Disconnected Troubleshooting

Disconnected Troubleshooting

Whether delivering to an internet-connected cloud VPC or a fully-airgapped datacenter it’s important to develop competency in disconnected troubleshooting. That is, the ability to troubleshoot an application when application maintainers don’t have direct access to the underlying infrastructure.

Why not connected troubleshooting

Often software vendors will allow users to deploy on-premise, on the condition that the vendor receives persistent shell/kubectl access to the infrastructure. As discussed in the Vendor FAQ, it’s inadvisable to rely on the ability to directly install and troubleshoot on-prem applications. While doing so would remove the burden of installation of the maintenance from the end customer, it also requires them to give a lot more trust to the software vendor, undermining the core data security benefits of Modern On-prem delivery, particularly for high-risk data.

Declarative Disconnected Troubleshooting

One of the core selling points of Modern On-prem is that end-customers won’t need to become experts in each OTS application they’re deploying. When things go wrong, sometimes exposing metrics, logs, and traces to an end customer won’t be sufficient to enable users to self-diagnose the issue. In these cases, vendors should to give users a simple way to export the relevant information into a diagnostic bundle to send back to the vendor team. Tools used for this should have the following characteristics:

  • End users should be able to click a single button in a web UI or run a single shell command to export all relevant debugging information, including logs, metrics, and Kubernetes object descriptions.

  • Exported data should be redacted automatically. E.g. environment variables and secrets that appear to contain password or tokens should be scrubbed from the bundle.

  • When generating a diagnostic bundle, the default behavior should be to only expose this bundle to the end customer. While it’s valuable to enable an end customer to easily send a bundle to a vendor team, it’s almost always preferable to give end users the opportunity to review it and perform their own redaction before sharing it.

Doing this well will drastically reduce the amount of time spent supporting enterprise users, and will minimize the amount of back-and-forth when debugging with the end user.

Developing the capability to evolve this troubleshooting process dynamically means building or leveraging a declarative framework. While a bash script to run a bunch of kubectl commands might do in a pinch, such scripts can quickly become unwieldy and difficult to maintain. As problems occur, vendors will want a way to evolve these tools, adding new commands and files to be collected as part of the bundle. Having app developers maintain a structured YAML or JSON file that defines what to collect scales more cleanly than having them collaborate on a bash/python/ruby/nodejs script. The most common things to collect in a KOTS application are:

  • Collecting kubectl get -o json output for Deployments, Services, Daemonsets, etc. in an application

  • Collecting stdout/stderr logs from application containers

  • Copying files from inside application pods

  • Stdout results of executing commands inside application containers (e.g. pinging an internal healthcheck endpoint, generating a diagnostic dump for an embedded database)

  • Performing HTTP and GRPC requests against service endpoints from outside the pod network (to test service/ingress routing)

Analyzing diagnostic information

While having a diagnostic bundle is valuable on its own, the best way to improve the efficiency of disconnected troubleshooting is to leverage tooling to analyze the collected information. Rather than poring through log files every time something goes wrong, application vendors should focus on building tools to detect and surface common problems. Such problems range from widespread issues like under-provisioned hardware or lack of disk space all the way to application specific failures like specific warning messages. An analysis framework can search through logs and detect every common problem that a support team has ever encountered, ensuring that time is not wasted investigating problems that have already been resolved in the past.
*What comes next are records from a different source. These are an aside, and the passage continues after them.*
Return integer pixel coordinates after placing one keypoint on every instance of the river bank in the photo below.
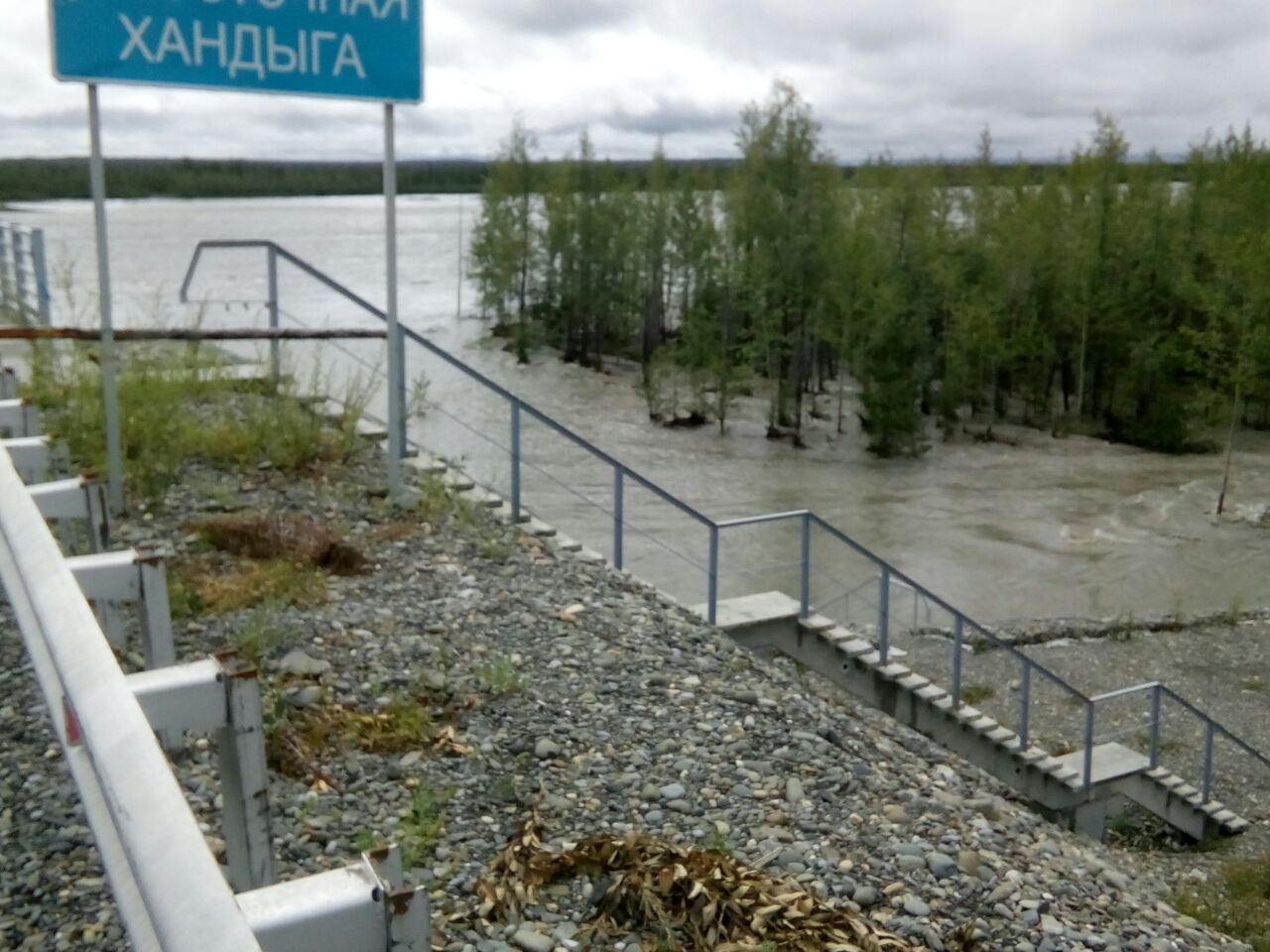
(552, 683)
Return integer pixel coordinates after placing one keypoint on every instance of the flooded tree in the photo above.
(1102, 295)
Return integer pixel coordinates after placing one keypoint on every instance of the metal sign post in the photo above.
(397, 356)
(368, 50)
(109, 388)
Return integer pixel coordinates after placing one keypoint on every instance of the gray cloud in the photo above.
(919, 77)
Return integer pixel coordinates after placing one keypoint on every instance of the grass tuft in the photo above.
(176, 404)
(1237, 904)
(975, 693)
(248, 584)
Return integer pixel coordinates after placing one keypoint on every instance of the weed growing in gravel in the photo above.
(494, 551)
(275, 581)
(366, 839)
(440, 506)
(976, 693)
(421, 828)
(176, 404)
(499, 675)
(259, 636)
(716, 842)
(403, 724)
(1237, 904)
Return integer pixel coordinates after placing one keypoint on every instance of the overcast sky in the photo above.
(917, 77)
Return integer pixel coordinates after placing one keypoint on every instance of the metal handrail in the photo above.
(169, 889)
(889, 574)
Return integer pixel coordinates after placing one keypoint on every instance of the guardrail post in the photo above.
(516, 460)
(617, 516)
(1155, 728)
(1025, 703)
(712, 572)
(1088, 746)
(806, 578)
(1207, 760)
(40, 270)
(244, 780)
(275, 345)
(884, 615)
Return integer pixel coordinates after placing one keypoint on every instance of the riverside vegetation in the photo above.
(1100, 295)
(441, 675)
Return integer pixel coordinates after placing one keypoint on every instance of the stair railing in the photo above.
(888, 574)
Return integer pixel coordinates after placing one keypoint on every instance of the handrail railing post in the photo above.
(1155, 728)
(617, 516)
(712, 581)
(516, 460)
(806, 569)
(884, 615)
(19, 272)
(1207, 760)
(5, 280)
(40, 268)
(275, 345)
(1088, 746)
(1025, 706)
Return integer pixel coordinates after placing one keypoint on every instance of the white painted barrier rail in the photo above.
(171, 892)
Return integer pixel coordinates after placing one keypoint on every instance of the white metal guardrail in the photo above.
(24, 272)
(171, 892)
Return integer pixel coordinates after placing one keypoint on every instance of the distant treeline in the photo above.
(1100, 296)
(45, 179)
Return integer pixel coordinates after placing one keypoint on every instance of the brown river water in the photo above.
(1051, 527)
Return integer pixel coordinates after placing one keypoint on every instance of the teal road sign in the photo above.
(344, 49)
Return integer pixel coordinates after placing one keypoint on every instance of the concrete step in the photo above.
(539, 529)
(457, 481)
(564, 543)
(427, 465)
(912, 682)
(818, 622)
(481, 497)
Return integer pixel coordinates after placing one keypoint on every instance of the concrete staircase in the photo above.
(770, 622)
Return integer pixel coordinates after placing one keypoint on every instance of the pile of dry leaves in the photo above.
(690, 897)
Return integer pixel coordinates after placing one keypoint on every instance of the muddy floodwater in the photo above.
(1049, 527)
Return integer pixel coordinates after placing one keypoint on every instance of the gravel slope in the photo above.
(584, 692)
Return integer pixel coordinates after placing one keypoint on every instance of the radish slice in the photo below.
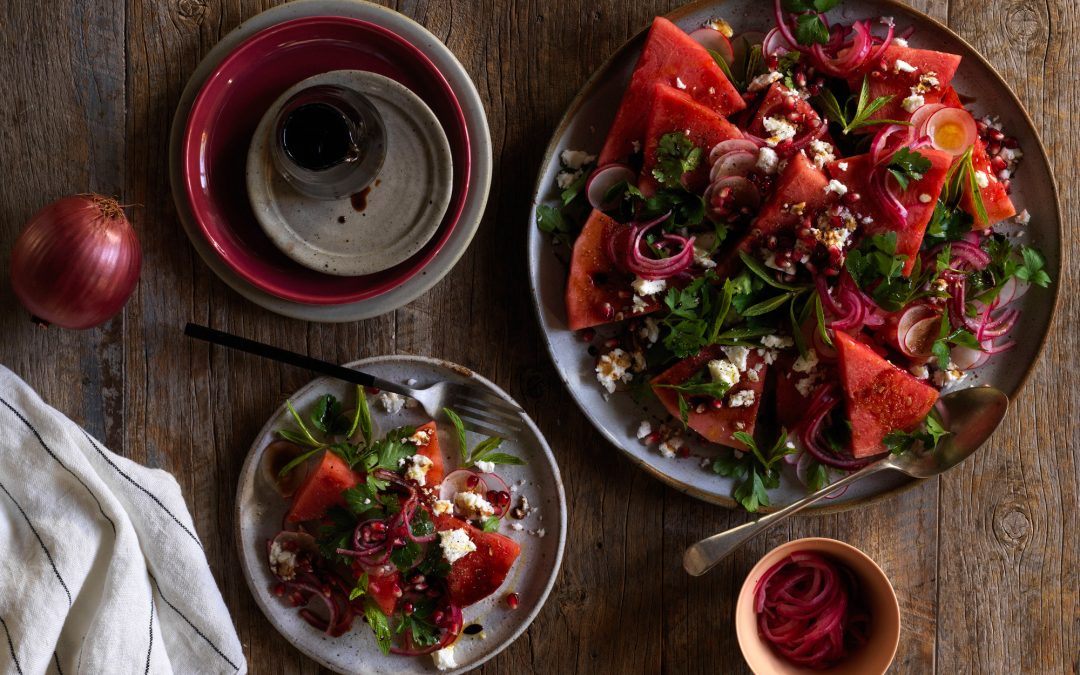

When properly implemented, Analysis tools can vastly reduce not only the time-to-recovery, but also the amount of support resources teams needs to deploy in general.

Implementation

Such an analysis framework really shines when it can be embedded it into an application, allowing the end user to self-serve through common problems without installing additional tools. For this reason, vendors should use the same languages and frameworks to build their internal tooling for analysis as their core team uses when developing application(s). For example, if an app frontend is written in React, any internal visualization tools for troubleshooting should also be built in React, so that teams have the option to embed the same diagnostic UI in the end-user’s application UI. For a kubernetes-based implementation, tools like troubleshoot and kots can provide a lot of deep collection and analysis with minimal work from engineering teams.

Benefits

Fully leveraging an automated analysis framework on top of diagnostic collection empowers end customers and tier 1 support teams to resolve more issues without escalating. Furthermore, vendors may find that building such capabilities for disconnected troubleshooting allows them to diagnose issues even faster than when direct access to instances is provided.